# MAMIYA ZM



## ambrogea

Hi all,
i might have the opportunity to buy a mamiya zm quartz with mamiya lens 28mm and 50mm and a odd OZUNON lens?? 80-200mm ( does anybody have heard of them??), everything is like new condition except the ozunon who have some light fungus inside.
$140, is it worth it?  does the mamiya zm take good picture?? thanks for the help


----------



## Mitica100

The ZM was introduced sometime early 80s and it's a fairly advanced camera. The 28 and 50mm lenses from Mamiya are good performers, I would doubt the Ozunon would give you any satisfaction, especially since it has some fungus.

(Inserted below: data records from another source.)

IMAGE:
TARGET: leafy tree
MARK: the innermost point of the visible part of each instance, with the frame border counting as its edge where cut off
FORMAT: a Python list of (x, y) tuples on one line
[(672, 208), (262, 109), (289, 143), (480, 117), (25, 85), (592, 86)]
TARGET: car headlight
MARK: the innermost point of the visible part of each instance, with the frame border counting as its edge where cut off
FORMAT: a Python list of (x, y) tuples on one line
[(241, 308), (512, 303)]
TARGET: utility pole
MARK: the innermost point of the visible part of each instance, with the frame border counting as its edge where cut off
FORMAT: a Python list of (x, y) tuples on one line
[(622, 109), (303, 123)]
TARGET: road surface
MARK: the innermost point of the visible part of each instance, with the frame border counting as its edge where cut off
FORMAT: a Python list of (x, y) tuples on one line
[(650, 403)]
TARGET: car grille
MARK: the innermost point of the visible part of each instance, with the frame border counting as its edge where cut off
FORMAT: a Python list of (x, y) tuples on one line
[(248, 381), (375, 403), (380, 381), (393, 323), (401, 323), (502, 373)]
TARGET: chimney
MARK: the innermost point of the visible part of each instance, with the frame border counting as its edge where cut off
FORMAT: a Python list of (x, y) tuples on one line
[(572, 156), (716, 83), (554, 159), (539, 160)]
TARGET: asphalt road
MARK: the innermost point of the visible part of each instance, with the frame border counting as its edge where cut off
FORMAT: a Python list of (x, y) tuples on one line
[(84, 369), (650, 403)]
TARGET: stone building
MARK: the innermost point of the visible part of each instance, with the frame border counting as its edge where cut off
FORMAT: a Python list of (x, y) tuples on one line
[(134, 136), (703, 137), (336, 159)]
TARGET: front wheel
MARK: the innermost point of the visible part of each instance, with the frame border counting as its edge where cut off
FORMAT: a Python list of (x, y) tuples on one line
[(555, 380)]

The Ozunon was also made by a Japanese manufacturer (Ozone) and while it's well made mechanically, it's only so-so optically. $140 for the whole set seems reasonable, especially if the camera is in mint condition. For less than mint I would offer between $80 and $100.


----------



## ambrogea

well, i brought it... ti's loaded and will start shooting this after noon...  the prism is a bit difficult for focusing though...
thabks for the feedback, i think those camera are well overlooked.


----------



## Tally1993

Hi all I have mamiya zm quartz 50mm film camera that's in very good condition but it will not take a photo when a roll of film is in it. So I was wondering if it is worth getting it fixed? What are your throughts and opinion on it?


----------



## jani

Tally1993 said:


> Hi all I have mamiya zm quartz 50mm film camera that's in very good condition but it will not take a photo when a roll of film is in it. So I was wondering if it is worth getting it fixed? What are your throughts and opinion on it?


No.


----------



## deeliteful

i have a mamiya/secor 1000 DTL does anyone know anything about it?


----------



## Mitica100

deeliteful said:


> i have a mamiya/secor 1000 DTL does anyone know anything about it?



Yep! Google sez: Mamiya/Sekor TL/DTL series - Camerapedia

Other than that it shoots film? What do you want to know about it? And please don't duplicate your posts.


----------



## eauh20

Hello I have a Mamiya ZM that I borrowed from my wife's grandmother. I was using it and it fell and the battery holder broke off. I think I just need the bottom piece that holds the battery to make it work again. Can I buy your broken ZM in hopes that this will work? How much do you want? Will you **** to New York? Thanks


----------